Yaşadığın, ayak bastığın toprakların,
Havasını soluduğun, rüzgârına derdini savurduğun dağların taşların,
İçinde insanlığı, insanları aradığın köylerin şehirlerin, hayalini kuruyordum,
Ey Nebi!
Çıktım geldim bir temmuz ortası… Şehirlerin vefalısı dediğin Medine’ne. Hicret ocağın, Mü’minlerin ana kucağı kutsal beldeye…
Seni aradı gözlerim her adımda. Sanki çıkıverecekmişsin gibi bir köşe başında.

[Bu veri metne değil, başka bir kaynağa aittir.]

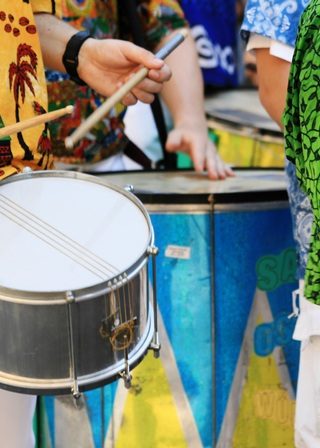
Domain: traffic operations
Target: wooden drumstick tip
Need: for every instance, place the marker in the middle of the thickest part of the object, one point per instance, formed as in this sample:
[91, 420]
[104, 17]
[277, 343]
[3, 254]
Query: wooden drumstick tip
[184, 32]
[68, 143]
[69, 109]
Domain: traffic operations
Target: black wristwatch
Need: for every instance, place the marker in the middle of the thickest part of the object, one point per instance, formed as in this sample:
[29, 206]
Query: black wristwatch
[70, 57]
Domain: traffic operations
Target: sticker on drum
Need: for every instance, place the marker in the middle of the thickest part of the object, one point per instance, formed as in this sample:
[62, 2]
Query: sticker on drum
[74, 300]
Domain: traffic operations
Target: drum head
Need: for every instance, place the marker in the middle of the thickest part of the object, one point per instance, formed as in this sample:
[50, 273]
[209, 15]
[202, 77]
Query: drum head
[64, 231]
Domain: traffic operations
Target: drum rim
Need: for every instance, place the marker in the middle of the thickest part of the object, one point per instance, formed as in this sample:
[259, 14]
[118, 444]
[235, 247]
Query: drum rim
[59, 297]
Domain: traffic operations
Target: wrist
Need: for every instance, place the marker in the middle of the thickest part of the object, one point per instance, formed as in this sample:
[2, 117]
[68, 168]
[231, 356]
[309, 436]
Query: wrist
[70, 57]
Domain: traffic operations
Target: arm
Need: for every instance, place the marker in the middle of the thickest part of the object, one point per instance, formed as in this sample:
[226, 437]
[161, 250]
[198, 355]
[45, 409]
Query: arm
[103, 64]
[273, 75]
[184, 96]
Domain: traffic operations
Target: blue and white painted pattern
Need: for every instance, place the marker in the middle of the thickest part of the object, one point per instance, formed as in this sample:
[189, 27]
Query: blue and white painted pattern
[276, 19]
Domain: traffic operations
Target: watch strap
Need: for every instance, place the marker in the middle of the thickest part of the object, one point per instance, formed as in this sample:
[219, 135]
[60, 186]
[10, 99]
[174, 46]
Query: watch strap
[70, 57]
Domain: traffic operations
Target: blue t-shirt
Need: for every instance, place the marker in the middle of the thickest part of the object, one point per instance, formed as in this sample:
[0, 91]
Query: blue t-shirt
[276, 19]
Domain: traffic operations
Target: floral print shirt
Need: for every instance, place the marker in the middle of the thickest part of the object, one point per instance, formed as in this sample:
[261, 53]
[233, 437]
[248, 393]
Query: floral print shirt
[277, 19]
[22, 89]
[104, 19]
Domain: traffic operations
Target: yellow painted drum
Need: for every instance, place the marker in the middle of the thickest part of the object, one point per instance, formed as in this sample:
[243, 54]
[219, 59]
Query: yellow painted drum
[244, 134]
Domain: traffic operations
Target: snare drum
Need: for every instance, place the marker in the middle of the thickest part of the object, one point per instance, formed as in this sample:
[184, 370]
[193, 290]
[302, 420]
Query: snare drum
[74, 309]
[228, 365]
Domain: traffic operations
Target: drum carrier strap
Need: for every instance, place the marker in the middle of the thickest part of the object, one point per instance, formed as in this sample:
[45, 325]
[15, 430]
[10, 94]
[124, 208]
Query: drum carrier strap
[129, 20]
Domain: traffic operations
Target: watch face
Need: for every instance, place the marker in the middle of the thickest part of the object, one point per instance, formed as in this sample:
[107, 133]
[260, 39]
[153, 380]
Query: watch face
[70, 57]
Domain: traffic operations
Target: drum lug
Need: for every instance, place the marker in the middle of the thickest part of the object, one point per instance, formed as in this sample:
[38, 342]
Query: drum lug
[155, 344]
[129, 188]
[125, 374]
[70, 299]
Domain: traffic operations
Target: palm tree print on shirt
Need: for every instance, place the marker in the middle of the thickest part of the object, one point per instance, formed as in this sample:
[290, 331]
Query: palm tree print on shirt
[20, 73]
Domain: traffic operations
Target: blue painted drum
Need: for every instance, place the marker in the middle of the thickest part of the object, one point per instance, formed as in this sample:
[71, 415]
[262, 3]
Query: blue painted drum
[227, 369]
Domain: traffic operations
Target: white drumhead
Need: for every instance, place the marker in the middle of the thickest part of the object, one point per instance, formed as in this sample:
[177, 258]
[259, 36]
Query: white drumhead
[63, 233]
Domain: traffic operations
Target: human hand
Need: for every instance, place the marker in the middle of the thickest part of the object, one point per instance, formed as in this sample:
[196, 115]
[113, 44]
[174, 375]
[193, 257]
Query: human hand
[106, 64]
[195, 141]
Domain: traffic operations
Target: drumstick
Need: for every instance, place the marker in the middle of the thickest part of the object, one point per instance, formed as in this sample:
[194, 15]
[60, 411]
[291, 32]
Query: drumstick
[102, 111]
[35, 121]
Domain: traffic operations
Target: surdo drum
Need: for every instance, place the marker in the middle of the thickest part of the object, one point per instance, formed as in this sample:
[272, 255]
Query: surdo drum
[74, 286]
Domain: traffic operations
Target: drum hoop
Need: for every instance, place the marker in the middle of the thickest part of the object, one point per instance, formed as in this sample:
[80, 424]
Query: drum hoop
[59, 297]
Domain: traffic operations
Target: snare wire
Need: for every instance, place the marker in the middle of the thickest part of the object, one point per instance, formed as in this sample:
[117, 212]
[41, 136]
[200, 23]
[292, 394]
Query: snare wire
[56, 239]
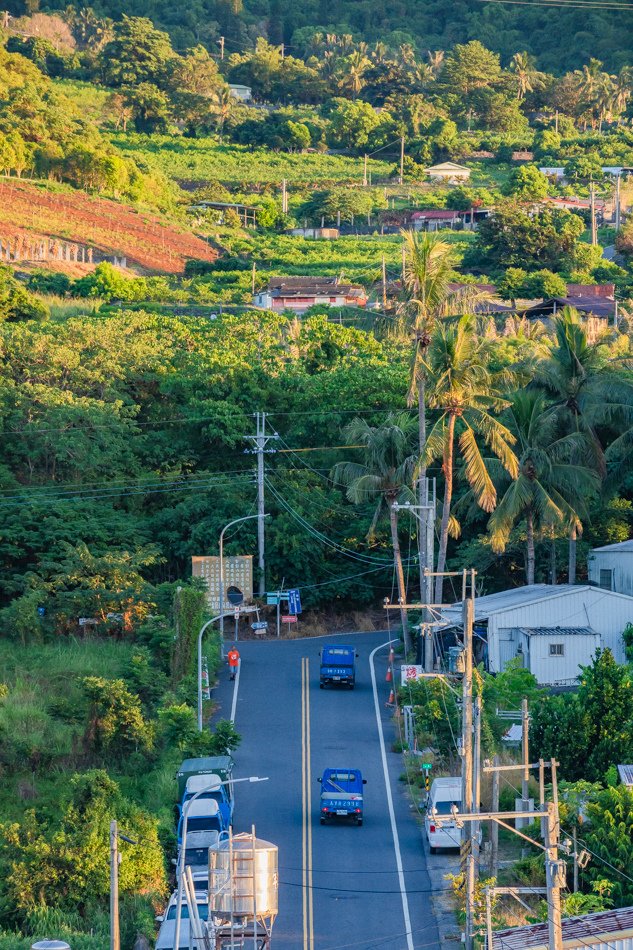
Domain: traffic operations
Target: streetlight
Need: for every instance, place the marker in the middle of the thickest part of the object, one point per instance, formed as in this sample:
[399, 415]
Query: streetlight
[183, 847]
[225, 528]
[200, 635]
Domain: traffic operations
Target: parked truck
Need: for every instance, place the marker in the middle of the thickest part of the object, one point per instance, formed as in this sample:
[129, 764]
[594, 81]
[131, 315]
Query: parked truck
[215, 767]
[342, 795]
[338, 665]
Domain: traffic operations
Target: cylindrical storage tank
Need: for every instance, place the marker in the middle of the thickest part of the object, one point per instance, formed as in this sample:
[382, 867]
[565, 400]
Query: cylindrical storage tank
[246, 853]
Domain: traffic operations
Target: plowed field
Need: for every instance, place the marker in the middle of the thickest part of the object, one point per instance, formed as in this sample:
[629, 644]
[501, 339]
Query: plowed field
[29, 212]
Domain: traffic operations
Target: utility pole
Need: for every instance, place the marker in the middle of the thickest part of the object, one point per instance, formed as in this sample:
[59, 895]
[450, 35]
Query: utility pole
[115, 937]
[525, 782]
[260, 441]
[467, 746]
[592, 199]
[384, 283]
[494, 830]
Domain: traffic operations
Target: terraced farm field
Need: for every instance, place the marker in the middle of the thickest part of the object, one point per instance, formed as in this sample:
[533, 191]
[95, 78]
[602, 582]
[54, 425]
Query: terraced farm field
[29, 213]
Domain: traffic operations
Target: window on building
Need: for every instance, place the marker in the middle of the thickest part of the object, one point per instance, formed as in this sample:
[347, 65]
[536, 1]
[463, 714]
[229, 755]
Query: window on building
[606, 579]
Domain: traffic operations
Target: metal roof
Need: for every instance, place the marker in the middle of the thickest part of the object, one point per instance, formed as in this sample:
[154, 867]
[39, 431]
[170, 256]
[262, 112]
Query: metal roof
[586, 930]
[521, 596]
[558, 631]
[626, 774]
[624, 546]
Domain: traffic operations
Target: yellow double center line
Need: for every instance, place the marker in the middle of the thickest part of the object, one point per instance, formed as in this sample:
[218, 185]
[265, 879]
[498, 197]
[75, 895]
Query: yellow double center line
[306, 794]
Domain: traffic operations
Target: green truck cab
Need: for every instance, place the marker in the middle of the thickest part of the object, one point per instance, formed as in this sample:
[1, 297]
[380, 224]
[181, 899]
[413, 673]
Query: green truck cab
[220, 765]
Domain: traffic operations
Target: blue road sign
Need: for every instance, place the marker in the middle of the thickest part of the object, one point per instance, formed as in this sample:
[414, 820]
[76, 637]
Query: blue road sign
[294, 602]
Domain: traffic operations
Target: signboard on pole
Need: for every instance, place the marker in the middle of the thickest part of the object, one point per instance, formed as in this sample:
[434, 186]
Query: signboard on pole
[294, 602]
[411, 673]
[238, 572]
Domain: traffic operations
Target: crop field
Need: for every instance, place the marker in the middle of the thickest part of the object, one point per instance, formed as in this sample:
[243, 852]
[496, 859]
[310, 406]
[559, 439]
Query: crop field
[355, 257]
[204, 159]
[30, 213]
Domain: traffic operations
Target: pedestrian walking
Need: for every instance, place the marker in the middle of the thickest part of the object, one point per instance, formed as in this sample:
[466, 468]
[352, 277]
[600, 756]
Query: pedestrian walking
[234, 661]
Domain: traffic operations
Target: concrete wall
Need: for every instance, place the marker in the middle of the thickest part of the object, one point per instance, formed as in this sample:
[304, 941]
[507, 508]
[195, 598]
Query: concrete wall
[621, 565]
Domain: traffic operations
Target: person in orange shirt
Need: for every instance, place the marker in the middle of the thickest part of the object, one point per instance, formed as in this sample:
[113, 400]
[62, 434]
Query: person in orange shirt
[234, 661]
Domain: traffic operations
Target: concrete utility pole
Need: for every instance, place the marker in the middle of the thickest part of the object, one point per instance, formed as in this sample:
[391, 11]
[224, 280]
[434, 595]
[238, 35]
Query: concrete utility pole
[592, 199]
[468, 605]
[115, 937]
[261, 440]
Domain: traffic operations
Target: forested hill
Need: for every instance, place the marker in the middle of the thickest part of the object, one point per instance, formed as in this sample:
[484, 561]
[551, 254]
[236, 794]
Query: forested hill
[558, 37]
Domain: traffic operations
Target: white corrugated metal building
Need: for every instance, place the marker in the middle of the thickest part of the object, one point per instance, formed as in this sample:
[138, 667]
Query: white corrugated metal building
[606, 930]
[611, 567]
[554, 628]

Hani terk etmiştin Mekke’yi, yanında yol arkadaşın Ebu Bekir, Medine’nin ufkunda belirmiştin bir altın huzmesi gibi. Senin rengine boyanmıştı bir anda şehir; esenliğin kuşatmıştı dağını taşını. Tale al bedru nidalarıyla kutlamıştı mü’minler gelişini. İşte o şehirdeydim. O kadar yakınındaydım hicretin. Ruhumda asırların yorgunluğu, gözümde yaş, omuzlarımda günahlarımın ağırlığı, mahzun, suçlu ve bedbin…
Okuduklarımı ve yazdıklarımı giyinmiştim elbise niyetine. Yaşanmışlıkların peşinde, bir hafiye gibi izini sürecektim. Toy ve duygusal bir gözlemci ya da içinde dünyaya dair tüketmiş ne varsa. İster iste beni istersen yüz çevir. Kapıdan kovsan bacadan girecektim.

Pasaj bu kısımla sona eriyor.